Пока шла эта то ли война, то ли торговля, лавра продолжала стоять, хотя уже держалась из последних сил. Болезнь отступила, тепло и зелень сделали своё дело. Голод притупился тоже, июнь одарил травами, в ход пошли щавель, сныть, крапива, лебеда, кислица, купырь... Сыт не будешь, но с голода не помрёшь. И пленники выручали, на них можно было выменять немало снеди. Беда состояла в другом: очень уж мало осталось воинов, более двух тысяч полегло в боях, умерло от ран и болезней, кроме них отошли на вечную службу Господу восемьсот иноков, старых и новопостриженных; погибшего же пришлого люда вовсе не сосчитать. Чем тут и как защищаться?
Места павших поневоле занимались людьми, к ратному делу не навычными, их и гибло более всех прочих. Но иные быстро осваивали военное ремесло, становились вровень с умельцами, а случалось, и превосходили их. Среди таких оказался Ананий Селевин. Трудно сказать, откуда брались силы у этого молчуна. Каждую ночь в неизменном чёрном одеянии покидал он крепость и делал лихие набеги на осаждающих, побивая всякий раз множество врагов и удивительно счастливо выходя из переделок. После майского приступа Ананий сдружился со спасшим его литвином и тот всегда сопровождал его. Это было удивительное содружество. Они понимали друг друга без звуков, хватало одного взгляда и скупого жеста, дабы знать, что надобно делать, будто какая-то незримая нить соединяла их.
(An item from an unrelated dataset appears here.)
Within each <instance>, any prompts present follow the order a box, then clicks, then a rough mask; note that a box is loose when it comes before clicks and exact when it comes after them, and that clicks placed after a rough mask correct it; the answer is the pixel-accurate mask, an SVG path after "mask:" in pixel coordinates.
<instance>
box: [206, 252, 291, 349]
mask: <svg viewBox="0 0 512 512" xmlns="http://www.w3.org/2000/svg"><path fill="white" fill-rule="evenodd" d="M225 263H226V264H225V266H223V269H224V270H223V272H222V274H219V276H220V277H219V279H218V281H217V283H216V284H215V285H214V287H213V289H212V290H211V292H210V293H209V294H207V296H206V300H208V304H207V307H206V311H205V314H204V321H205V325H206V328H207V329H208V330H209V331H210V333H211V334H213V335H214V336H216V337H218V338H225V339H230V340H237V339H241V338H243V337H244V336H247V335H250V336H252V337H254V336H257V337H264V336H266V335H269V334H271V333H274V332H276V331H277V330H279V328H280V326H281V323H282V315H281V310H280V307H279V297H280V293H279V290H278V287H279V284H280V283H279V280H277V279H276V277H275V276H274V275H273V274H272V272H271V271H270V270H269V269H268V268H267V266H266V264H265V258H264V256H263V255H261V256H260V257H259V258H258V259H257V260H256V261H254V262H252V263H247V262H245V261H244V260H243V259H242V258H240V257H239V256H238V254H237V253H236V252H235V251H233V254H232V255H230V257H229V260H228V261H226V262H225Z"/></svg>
Ананий никогда не расставался со своим Воронком, этот конь сам был настоящим бойцом, бил копытами и кусал противников, а когда требовалось, выносил из схватки седока и уходил от погони. Немко же более надеялся на свои длинные и проворные ноги. Ещё у него было поразительное умение прятаться так, что не могли заметить даже те, кто находился рядом. Всякий раз возвращались они с победой и редко без пленника или добычи. Враги их знали и боялись, одни считали призраками, другие говорили, что всадник с конём заколдованы и простому смертному их не одолеть. Лишь немногие шляхтичи отважились бахвалиться и обещали сломать рога чертякам, если те встанут на их пути. Но чертяки на такую мелочь не обращали внимания, они задумали свести счёты с самим гетманом.